Prima di scendere sono passai a salutarmi; sedevo davanti a casa e controllavo gli attacchi degli sci: l’uomo mi ha confessato di aver goduto ore serene e nelle sue parole ho colto la stessa forza che spinge l’erba fuori dal terreno. Mentre rientravano – e la bambina correva e chiamava la lupa – la donna ringraziava l’uomo per la giornata trascorsa insieme. Spero che conservino altri ricordi felici di questa primavera.
°°°°°
Il fine settimana che viene – il tempo è previsto bello – certamente le guide svizzere caleranno dal passo con gli sci insieme ai loro clienti.

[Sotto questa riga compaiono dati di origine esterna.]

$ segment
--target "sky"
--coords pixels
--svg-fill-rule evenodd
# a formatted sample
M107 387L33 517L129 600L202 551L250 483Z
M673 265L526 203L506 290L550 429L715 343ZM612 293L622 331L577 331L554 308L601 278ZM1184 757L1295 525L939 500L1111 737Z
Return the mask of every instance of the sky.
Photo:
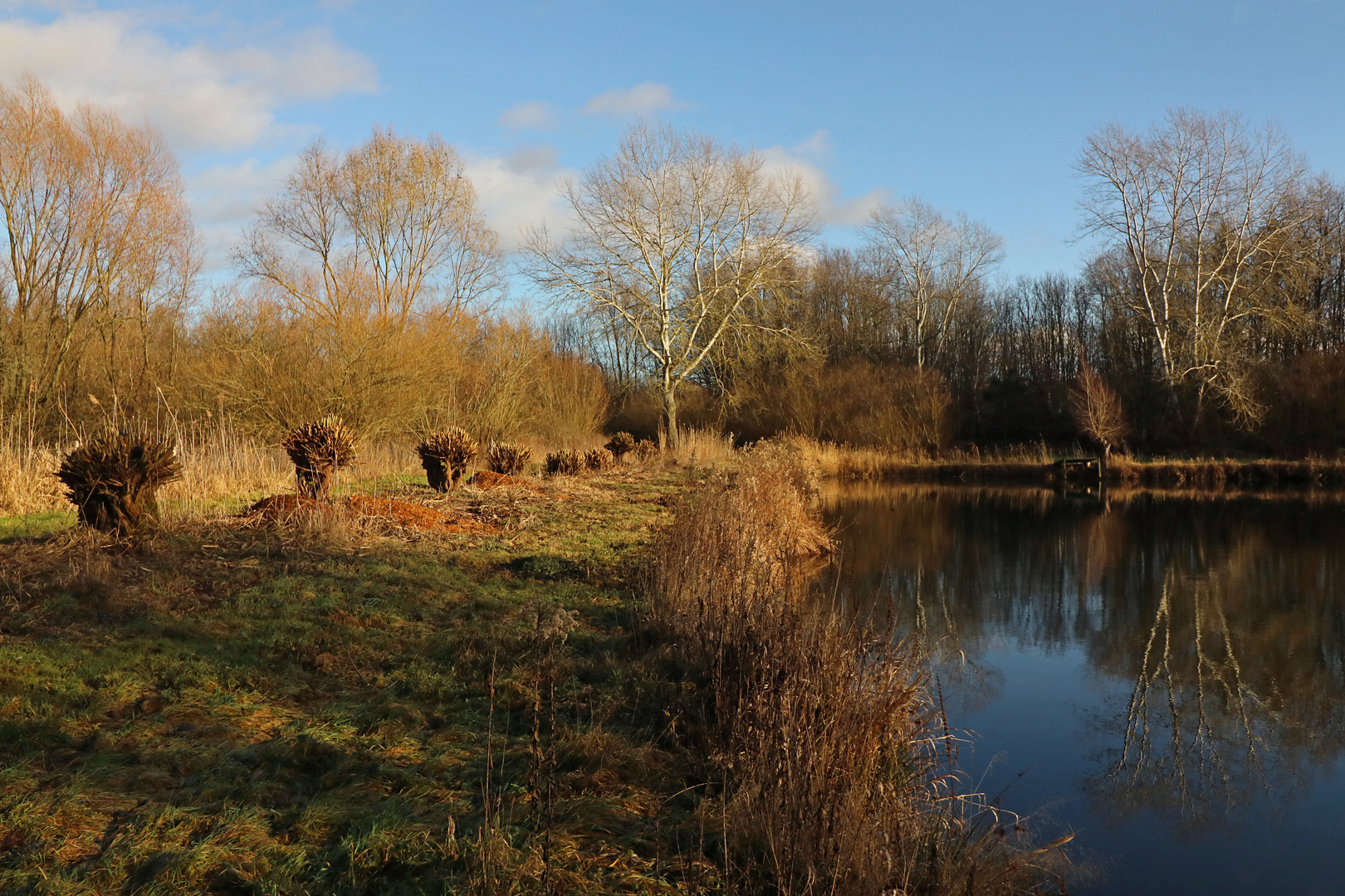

Peccato che dalla diga in giù toccherà andare a piedi; il canale colmato dalla valanga nera comincia a bucarsi pericolosamente e l’acqua che corre sotto cresce ogni giorno più prepotente. Ma in alto, tra i seracchi, già m’immagino le curve pulite sulla neve assestata, già vedo il sole scintillare riflessi che illuminano vertiginose pareti di ghiaccio, già sento la montagna liberare il suo respiro nel mio respiro. Magari domenica, anziché tornare subito a casa per il turno di riposo, salgo al bivacco e il giorno dopo punto verso il colle. Sono sicuro: troverò la gita tracciata.